Agora, a minha manhã começa com a oração do amanhecer pelas 6h00 da manhã, rezo novamente às 13h30 e … finalmente às 22:30. O meu contínuo progresso com o Alcorão foi objecto de burla nalguns sectores (para que conste, estou na página 200). Estive à procura do aconselhamento de ayatolas, imames e xeiques, e todos disseram que cada pessoa tem a sua própria viagem ao Islão. Alguns decoram alguns textos antes da conversão; para mim, a leitura do livro sagrado levar-se-á a cabo lentamente e ao meu próprio ritmo. No passado, as tentativas para deixar o álcool não chegaram a nada; desde a conversão, nem sequer posso imaginar beber de novo. Não tenho nenhuma dúvida de que isto é para toda a vida: há tanto no Islão para aprender, desfrutar e admirar! Estou espantada com a sua maravilha. Nos últimos dias soube doutras mulheres que se converteram e disseram-me que isto é só o início, que continuam a amá-lo após 10 ou 20 anos.

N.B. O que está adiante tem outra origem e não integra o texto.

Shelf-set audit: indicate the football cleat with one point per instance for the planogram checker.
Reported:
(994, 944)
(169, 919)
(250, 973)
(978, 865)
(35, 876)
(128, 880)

Como nota final, gostaria de oferecer uma tradução rápida entre a cultura muçulmana e a cultura dos meios de comunicação, que pode ajudar a tirar a espinha da minha mudança de vida para alguns de vocês. Quando aparecem muçulmanos nas notícias da BBC a gritar “Alahu Akbar!” para o céu limpo do Médio Oriente, nós, os ocidentais, fomos treinados para ouvir: “Odiamos a todos vocês, sentados nas vossas salas britânicas, e estamos a ponto de nos explodir no Lidl enquanto fazem as compras semanais”. Pelo contrário, o que estamos a dizer é: “Deus é Grande!”, “e estamos a tirar forças da fraqueza depois das nações não muçulmanas atacarem os nossos povos”. Normalmente, esta frase proclama o nosso desejo de viver em paz com os nossos vizinhos, com o nosso Deus, com o nosso próximo, muçulmano ou não muçulmano. Ou, se não puder ser e no clima actual, simplesmente que nos deixem viver em paz; só isso já estaria bem.